Products of several commutators in a Lie nilpotent associative algebra

Let $F$ be a field of characteristic $\ne 2,3$ and let $A$ be a unital associative $F$-algebra. Define a left-normed commutator $[a_1, a_2, \dots , a_n]$ $(a_i \in A)$ recursively by $[a_1, a_2] = a_1 a_2 - a_2 a_1$, $[a_1, \dots , a_{n-1}, a_n] = [[a_1, \dots , a_{n-1}], a_n]$ $(n \ge 3)$. For $n \ge 2$, let $T^{(n)} (A)$ be the two-sided ideal in $A$ generated by all commutators $[a_1, a_2, \dots , a_n]$ ($a_i \in A )$. Define $T^{(1)} (A) = A$. Let $k, \ell$ be integers such that $k > 0$, $0 \le \ell \le k$. Let $m_1, \dots , m_k$ be positive integers such that $\ell$ of them are odd and $k - \ell $ of them are even.

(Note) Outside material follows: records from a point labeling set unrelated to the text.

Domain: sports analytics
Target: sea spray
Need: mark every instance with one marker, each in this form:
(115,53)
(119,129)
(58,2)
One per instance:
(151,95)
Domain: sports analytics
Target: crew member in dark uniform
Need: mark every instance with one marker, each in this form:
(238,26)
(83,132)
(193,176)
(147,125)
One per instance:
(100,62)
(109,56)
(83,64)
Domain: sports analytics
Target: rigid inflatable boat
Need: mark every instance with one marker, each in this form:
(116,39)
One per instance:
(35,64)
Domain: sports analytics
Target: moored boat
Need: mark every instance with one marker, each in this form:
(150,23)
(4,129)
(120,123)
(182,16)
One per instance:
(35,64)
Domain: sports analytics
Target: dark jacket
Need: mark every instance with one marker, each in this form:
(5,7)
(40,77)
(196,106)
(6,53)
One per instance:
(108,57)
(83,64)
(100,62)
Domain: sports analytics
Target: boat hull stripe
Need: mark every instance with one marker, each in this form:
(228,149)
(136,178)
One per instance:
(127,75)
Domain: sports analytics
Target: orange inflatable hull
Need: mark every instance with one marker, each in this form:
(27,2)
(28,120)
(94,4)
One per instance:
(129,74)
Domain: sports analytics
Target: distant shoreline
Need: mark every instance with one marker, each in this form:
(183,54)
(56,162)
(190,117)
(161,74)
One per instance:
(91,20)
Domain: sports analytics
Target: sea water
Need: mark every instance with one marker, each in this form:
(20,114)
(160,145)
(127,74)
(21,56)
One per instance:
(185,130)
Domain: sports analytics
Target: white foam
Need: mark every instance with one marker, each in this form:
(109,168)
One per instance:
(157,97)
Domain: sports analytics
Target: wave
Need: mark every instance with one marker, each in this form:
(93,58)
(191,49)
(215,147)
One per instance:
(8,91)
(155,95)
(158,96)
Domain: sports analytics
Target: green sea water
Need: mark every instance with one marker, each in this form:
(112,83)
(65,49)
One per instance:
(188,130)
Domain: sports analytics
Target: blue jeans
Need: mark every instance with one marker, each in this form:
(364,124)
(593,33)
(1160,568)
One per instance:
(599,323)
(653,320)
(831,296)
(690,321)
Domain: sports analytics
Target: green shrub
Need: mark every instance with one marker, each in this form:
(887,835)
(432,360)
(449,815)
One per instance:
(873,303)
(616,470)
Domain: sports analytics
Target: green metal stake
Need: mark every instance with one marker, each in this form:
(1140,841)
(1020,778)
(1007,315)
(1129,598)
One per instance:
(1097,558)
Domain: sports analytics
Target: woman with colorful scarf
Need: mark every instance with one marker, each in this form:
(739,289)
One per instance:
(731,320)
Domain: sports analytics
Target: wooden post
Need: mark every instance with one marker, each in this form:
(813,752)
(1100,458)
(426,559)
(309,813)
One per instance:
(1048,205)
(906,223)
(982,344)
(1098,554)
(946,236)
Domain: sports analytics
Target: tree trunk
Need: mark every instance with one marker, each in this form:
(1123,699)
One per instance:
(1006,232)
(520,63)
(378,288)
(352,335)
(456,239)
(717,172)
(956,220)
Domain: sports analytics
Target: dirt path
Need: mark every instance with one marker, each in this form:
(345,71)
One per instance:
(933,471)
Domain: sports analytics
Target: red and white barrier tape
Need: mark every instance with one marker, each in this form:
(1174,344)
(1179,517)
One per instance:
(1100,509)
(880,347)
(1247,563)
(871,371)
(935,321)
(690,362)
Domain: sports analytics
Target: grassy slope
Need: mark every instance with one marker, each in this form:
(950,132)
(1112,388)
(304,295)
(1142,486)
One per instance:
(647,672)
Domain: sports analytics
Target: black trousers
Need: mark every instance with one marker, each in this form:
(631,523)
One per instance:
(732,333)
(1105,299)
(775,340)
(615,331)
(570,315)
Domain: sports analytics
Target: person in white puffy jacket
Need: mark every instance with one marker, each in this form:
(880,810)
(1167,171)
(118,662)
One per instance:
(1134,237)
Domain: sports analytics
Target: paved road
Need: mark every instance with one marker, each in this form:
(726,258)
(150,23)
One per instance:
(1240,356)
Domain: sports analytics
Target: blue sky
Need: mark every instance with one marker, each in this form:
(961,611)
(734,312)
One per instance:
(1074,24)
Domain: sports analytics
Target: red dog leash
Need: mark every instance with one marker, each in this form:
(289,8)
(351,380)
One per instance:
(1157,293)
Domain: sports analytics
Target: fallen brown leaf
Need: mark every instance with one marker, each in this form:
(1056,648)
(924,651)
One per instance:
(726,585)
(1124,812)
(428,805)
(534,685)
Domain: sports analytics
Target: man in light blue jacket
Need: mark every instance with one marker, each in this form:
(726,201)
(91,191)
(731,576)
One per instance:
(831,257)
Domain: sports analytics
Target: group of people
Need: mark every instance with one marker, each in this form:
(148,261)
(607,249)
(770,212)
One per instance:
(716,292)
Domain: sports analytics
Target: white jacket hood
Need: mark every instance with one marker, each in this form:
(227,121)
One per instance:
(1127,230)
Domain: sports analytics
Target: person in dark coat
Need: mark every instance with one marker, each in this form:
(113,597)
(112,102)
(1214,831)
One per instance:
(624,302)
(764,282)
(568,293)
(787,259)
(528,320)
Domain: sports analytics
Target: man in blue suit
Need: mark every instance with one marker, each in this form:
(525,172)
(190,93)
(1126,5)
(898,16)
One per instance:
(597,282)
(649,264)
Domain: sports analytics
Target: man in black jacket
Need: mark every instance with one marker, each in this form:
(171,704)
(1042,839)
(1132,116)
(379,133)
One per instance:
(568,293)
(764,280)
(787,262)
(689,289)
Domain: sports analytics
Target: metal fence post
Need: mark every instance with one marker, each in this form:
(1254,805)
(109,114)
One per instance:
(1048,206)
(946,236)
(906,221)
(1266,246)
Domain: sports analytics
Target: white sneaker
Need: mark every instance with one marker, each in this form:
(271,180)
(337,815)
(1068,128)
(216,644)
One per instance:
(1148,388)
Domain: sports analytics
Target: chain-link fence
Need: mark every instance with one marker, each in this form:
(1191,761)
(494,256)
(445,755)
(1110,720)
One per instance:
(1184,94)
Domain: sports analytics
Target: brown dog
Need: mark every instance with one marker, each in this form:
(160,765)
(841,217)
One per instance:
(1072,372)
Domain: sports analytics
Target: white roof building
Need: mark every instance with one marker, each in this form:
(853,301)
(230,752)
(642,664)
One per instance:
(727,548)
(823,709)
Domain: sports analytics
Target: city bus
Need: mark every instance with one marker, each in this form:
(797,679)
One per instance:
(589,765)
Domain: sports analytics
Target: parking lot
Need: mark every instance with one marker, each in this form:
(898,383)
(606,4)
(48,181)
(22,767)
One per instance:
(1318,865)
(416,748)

Let $N_{k \ell} = \sum_{i=1}^k m_i -2k + \ell + 2 $. The aim of the present note is to show that, for any positive integers $m_1, \dots , m_k$, in general, \[ T^{(m_1)} (A) \dots T^{(m_k)} (A) \nsubseteq T^{(N_{k \ell} +1)} (A). \] It is known that if $\ell < k$ (that is, if at least one of $m_i$ is even) then, for each $A$, \begin{equation*} \label{evenabstr} T^{(m_1)} (A) \dots T^{(m_k)} (A) \subseteq T^{(N_{k \ell} )} (A) \end{equation*} so our result cannot be improved if $\ell <k$. Let $N_k = \sum_{i=1}^k m_i -k+1$. Recently Dangovski has proved that if $m_1, \dots , m_k$ are any positive integers then, in general, \[ T^{(m_1)} (A) \dots T^{(m_k)} (A) \nsubseteq T^{(N_k+1)} (A) . \] Since $ N_{k \ell} = N_k - (k - \ell -1)$, Dangovski's result is stronger than ours if $\ell = k$ and is weaker than ours if $\ell \le k-2$; if $\ell = k-1$ then $N_k = N_{k (k-1)}$ so both results coincide. It is known that if $\ell = k$ (that is, if all $m_i$ are odd) then, for each $A$, \begin{equation*} \label{alloddabstr} T^{(m_1)} (A) \dots T^{(m_k)} (A) \subseteq T^{(N_k)} (A) \end{equation*} so in this case Dangovski's result cannot be improved.